Friday, June 08, 2007

Kimchi & Calamari

Kent, Rose. 2007. Kimchi & Calamari. 220 pages.

You wake up and you're fourteen. The world is your supersized soda waiting to be guzzled, right? Wrong. My birthday tasted more like Coke that went flat. Make that flat Coke with cookie crumbs from my little sister's backwash. Not that I planned on a lousy birthdya. After all, I'm Joseph Calderaro, eighth grade optimist. The bag of barbecue chips is always half full in my mind. As I searched for my Yankees T-shirt that morning, I tapped out my favorite band tune with my drumsticks. I was ready to hit the halls of Johansen Middle School bursting with I'm-all-that attitude. I couldn't wait to hear "Happy Birthday to Joseph" chants from cute girls in the hallway between classes. And of course, I expected to uphold my family's tradition of gorging on my favorite dinner. Fried calamari. Eggplant Parmesan. Chocolate cake with gobs of cannoli frosting. Even the whines from Gina and Sophie couldn't ruin that meal. Little did I know that my burned Pop-Tart breakfast would be a sign of trouble ahead. Or that the day's events would spiral downward, just like that pastry--from strawberry frosted and gooey good to black-on-the-bottome and smoking bad. (1-2)

Homework assignments are never least not through the eyes of an eighth-grader. But Joseph finds one assignment in particular to be extra-impossible. His social studies class is supposed to write a 1500 word essay on their ancestry. The problem? This "Italian" kid is Korean.

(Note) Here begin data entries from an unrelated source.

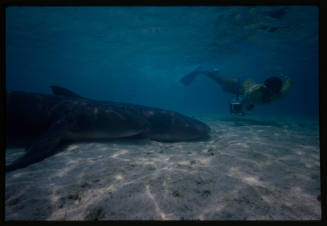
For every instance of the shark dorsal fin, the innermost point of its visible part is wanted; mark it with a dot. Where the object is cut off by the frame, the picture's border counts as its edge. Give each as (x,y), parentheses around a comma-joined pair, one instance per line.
(60,91)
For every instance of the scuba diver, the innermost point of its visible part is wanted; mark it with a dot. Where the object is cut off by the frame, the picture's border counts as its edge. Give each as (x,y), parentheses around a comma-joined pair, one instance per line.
(248,92)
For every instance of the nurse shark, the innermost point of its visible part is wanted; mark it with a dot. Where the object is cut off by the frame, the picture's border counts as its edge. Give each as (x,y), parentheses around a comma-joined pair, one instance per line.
(41,122)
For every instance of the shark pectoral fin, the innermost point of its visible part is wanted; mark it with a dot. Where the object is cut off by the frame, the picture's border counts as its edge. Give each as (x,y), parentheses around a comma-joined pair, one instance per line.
(45,146)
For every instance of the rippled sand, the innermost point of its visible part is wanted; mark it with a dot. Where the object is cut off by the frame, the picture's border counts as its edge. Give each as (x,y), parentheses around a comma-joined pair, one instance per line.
(248,170)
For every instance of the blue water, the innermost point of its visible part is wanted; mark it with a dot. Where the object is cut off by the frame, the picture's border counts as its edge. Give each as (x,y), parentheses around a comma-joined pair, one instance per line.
(139,54)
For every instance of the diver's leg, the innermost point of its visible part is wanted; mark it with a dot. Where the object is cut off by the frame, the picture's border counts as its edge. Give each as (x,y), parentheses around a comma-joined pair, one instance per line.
(227,84)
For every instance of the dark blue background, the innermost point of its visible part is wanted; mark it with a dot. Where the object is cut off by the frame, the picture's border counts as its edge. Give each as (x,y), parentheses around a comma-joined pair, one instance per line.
(138,54)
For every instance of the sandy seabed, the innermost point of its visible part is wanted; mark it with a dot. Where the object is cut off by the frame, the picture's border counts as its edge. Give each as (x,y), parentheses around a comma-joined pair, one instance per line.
(248,170)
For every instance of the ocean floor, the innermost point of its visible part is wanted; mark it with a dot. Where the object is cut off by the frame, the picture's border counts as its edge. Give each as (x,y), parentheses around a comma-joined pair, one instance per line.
(248,170)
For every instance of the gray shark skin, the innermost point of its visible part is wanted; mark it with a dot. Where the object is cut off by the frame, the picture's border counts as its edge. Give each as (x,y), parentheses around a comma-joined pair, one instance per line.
(41,122)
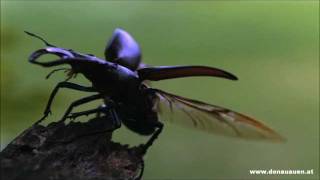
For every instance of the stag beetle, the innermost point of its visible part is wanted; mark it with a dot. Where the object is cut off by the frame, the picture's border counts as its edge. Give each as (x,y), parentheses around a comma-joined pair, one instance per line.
(120,81)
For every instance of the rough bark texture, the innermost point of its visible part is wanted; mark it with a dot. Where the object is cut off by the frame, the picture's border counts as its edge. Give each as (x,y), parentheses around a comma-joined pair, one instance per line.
(60,151)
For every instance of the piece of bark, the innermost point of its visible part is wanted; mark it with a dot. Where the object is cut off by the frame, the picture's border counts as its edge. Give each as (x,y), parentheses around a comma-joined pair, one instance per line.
(76,151)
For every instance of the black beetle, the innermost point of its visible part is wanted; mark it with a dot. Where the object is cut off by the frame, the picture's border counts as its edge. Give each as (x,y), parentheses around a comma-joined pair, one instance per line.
(120,81)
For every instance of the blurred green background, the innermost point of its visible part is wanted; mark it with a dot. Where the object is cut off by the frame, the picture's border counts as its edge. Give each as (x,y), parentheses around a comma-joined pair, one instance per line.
(273,47)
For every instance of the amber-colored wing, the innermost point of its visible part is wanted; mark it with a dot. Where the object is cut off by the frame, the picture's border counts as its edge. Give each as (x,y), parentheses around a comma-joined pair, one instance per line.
(210,118)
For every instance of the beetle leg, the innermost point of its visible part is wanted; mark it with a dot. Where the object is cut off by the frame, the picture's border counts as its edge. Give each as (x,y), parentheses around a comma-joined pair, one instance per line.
(116,124)
(79,102)
(68,85)
(154,136)
(97,110)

He's adopted. Joseph would find it awkward to write about his Italian heritage--even though that is how he's been raised. He knows and loves his Italian-sized family. He loves the food. He loves the get togethers. He loves the traditions. But he also knows that it is sort've obvious to the rest of the world that he isn't Italian. But he finds it equally impossible to write about his Korean ancestors. He's adopted. He knows nothing except that he was found in front of a police station in Pusan. No names. No reasons. So he decides to bend the truth just a little. He researches Korea in the library and on the internet, chooses a famous Korean, and inserts him into the family tree. Soon, Joseph had a tangled web of lies that even Spiderman couldn't get out of. But some truths have to be told. Some words need to be said.

Through the course of Kimchi and Calamari Joseph begins to discover who he really is. And he makes peace with both his Korean and Italian ethnicity.